The type locality of the synonym Xylomiges candida Smith is [British Columbia], Vancouver. Xylomiges nicalis Smith, another synonym, was described from Washington, Pullman.
Larva is smooth, finely mottled with red, gray, and black, and with a broad red and white lateral band. It is illustrated by Miller & Hammond (2003).
This species is widely distributed in forest and brushland habitats throughout much of western North America. In the Pacific Northwest, it is common to abundant in dry ponderosa pine forests and juniper woodlands at middle elevations east of the Cascades, and in oak woodlands or mixed hardwood forests with oaks at low to middle elevations west of the Cascades. It is frequent in mixed hardwood-conifer forests at higher elevations in the Cascades and Rocky Mountain regions, but is usually uncommon to rare in coastal rainforests west of the Cascades. It shows a definite preference for drier habitats, especially grasslands.
Egira curialis is widely distributed in the Pacific Northwest. It is most common and widespread east of the Cascades where it occurs to south-central British Columbia.
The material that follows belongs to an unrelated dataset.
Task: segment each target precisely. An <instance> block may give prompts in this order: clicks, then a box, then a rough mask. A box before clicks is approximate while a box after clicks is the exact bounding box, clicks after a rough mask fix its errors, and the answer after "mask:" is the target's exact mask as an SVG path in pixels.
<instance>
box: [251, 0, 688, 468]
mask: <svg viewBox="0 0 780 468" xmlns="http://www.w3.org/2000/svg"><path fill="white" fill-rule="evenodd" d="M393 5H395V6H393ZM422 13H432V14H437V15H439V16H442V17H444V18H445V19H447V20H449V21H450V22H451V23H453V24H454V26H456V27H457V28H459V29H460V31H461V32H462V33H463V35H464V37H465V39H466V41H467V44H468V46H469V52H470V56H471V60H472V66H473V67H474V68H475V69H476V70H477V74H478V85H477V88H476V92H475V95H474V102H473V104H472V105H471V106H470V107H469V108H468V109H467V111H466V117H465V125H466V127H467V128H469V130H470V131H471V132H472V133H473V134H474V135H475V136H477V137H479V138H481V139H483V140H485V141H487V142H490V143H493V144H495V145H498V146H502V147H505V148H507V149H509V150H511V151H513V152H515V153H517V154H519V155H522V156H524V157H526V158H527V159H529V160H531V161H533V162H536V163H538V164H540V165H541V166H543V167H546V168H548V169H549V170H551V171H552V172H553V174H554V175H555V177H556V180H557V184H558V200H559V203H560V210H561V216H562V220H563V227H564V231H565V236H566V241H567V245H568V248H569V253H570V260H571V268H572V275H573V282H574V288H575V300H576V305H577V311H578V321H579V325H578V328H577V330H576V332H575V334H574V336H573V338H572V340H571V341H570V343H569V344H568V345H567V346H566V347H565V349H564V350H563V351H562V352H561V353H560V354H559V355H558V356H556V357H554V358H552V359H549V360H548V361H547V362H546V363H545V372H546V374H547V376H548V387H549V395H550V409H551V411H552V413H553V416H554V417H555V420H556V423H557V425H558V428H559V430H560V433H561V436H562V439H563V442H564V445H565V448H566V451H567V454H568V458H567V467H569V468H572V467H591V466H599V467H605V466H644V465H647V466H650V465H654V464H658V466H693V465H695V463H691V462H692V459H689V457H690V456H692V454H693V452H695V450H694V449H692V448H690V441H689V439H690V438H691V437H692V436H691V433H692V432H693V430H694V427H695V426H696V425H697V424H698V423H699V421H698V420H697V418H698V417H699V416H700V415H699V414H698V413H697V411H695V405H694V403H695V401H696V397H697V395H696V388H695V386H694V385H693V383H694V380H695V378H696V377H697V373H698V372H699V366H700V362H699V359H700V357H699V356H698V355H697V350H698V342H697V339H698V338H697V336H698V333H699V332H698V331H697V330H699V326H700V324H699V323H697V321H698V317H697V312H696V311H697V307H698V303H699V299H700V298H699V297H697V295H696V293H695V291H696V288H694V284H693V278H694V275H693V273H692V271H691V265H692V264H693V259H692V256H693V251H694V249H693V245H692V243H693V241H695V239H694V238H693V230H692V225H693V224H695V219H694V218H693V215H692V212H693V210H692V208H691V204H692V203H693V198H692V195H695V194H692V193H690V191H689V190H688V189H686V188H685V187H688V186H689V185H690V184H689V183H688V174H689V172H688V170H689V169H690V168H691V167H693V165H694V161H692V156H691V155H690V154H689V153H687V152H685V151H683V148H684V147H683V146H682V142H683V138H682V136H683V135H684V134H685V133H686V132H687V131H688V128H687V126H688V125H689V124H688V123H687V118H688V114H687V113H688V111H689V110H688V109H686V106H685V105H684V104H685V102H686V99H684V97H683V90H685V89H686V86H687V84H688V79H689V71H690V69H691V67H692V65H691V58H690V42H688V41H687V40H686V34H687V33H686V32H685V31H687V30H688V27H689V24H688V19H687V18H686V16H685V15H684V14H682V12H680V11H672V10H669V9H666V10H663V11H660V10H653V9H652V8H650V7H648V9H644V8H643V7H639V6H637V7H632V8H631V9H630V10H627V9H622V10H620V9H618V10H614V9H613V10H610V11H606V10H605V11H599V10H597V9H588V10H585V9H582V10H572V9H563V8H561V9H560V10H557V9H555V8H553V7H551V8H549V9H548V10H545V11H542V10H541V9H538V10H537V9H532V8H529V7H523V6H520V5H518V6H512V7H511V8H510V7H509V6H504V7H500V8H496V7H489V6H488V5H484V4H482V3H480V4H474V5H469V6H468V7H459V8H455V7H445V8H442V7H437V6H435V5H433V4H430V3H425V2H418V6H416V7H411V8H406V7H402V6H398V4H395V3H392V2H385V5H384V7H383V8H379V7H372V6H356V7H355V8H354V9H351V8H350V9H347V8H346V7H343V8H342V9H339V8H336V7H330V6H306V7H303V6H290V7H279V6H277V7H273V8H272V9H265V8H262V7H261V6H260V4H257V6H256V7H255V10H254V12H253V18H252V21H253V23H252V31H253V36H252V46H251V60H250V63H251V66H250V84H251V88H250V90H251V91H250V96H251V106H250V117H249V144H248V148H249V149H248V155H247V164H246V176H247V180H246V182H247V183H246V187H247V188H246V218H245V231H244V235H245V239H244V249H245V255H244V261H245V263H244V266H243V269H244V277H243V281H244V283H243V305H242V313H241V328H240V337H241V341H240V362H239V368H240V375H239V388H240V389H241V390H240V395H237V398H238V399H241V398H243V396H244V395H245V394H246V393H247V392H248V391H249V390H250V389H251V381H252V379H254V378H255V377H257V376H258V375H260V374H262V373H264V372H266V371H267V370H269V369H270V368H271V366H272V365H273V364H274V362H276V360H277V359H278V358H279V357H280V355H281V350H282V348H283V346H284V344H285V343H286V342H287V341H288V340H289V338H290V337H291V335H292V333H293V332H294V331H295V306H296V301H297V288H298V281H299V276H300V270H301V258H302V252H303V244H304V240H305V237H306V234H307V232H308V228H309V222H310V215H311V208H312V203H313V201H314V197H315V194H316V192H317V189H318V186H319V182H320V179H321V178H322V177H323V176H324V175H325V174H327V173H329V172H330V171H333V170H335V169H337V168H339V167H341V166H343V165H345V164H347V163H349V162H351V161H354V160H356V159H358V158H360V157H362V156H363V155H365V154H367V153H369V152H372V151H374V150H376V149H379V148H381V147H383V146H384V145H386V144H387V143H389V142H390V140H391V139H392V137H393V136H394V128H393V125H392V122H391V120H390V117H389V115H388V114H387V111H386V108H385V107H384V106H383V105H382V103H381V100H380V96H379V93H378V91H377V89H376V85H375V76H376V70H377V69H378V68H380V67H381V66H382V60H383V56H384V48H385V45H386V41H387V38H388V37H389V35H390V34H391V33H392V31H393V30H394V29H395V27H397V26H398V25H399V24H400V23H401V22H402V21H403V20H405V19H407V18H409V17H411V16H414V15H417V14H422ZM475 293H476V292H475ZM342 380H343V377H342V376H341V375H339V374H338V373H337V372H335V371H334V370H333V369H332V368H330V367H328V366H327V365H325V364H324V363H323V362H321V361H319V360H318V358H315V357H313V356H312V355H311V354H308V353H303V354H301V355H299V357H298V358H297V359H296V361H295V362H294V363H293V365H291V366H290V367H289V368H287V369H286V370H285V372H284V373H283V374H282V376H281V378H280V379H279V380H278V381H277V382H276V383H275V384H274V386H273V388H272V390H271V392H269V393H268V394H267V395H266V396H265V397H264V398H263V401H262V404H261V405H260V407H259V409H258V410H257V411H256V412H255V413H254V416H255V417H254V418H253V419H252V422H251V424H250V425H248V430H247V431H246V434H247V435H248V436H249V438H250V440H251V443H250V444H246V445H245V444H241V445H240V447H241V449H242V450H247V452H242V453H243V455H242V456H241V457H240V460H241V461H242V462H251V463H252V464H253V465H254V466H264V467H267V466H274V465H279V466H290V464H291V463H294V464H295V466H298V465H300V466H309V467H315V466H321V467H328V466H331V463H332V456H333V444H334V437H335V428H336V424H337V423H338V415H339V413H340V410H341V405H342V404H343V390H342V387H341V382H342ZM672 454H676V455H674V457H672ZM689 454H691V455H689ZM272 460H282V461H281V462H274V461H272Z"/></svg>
It is most common in western Oregon west of the Cascades, becoming more sporadic further north. Isolated populations occur in the south Puget Prairies, in the San Juan and Gulf Islands near the Gulf of Georgia, and on Vancouver Island.
This species is found in western North America. It is common throughout most of California and occurs east to Colorado and New Mexico.
This species is a foodplant generalist feeding on many kinds of hardwoods. Oaks (Quercus spp.) in the Fagaceae appear to be favored foodplants west of the Cascades, while cherries (Prunus spp.) and bitterbrush (Purshia tridentata) in the Rosaceae appear to be favored foodplants east of the Cascades. It has also been reared from hackberry (Celtis reticulata) in the Ulmaceae.
This species flies in early spring, beginning as early as February and lasting through May. The peak of the flight is April. It is nocturnal and comes readily to lights.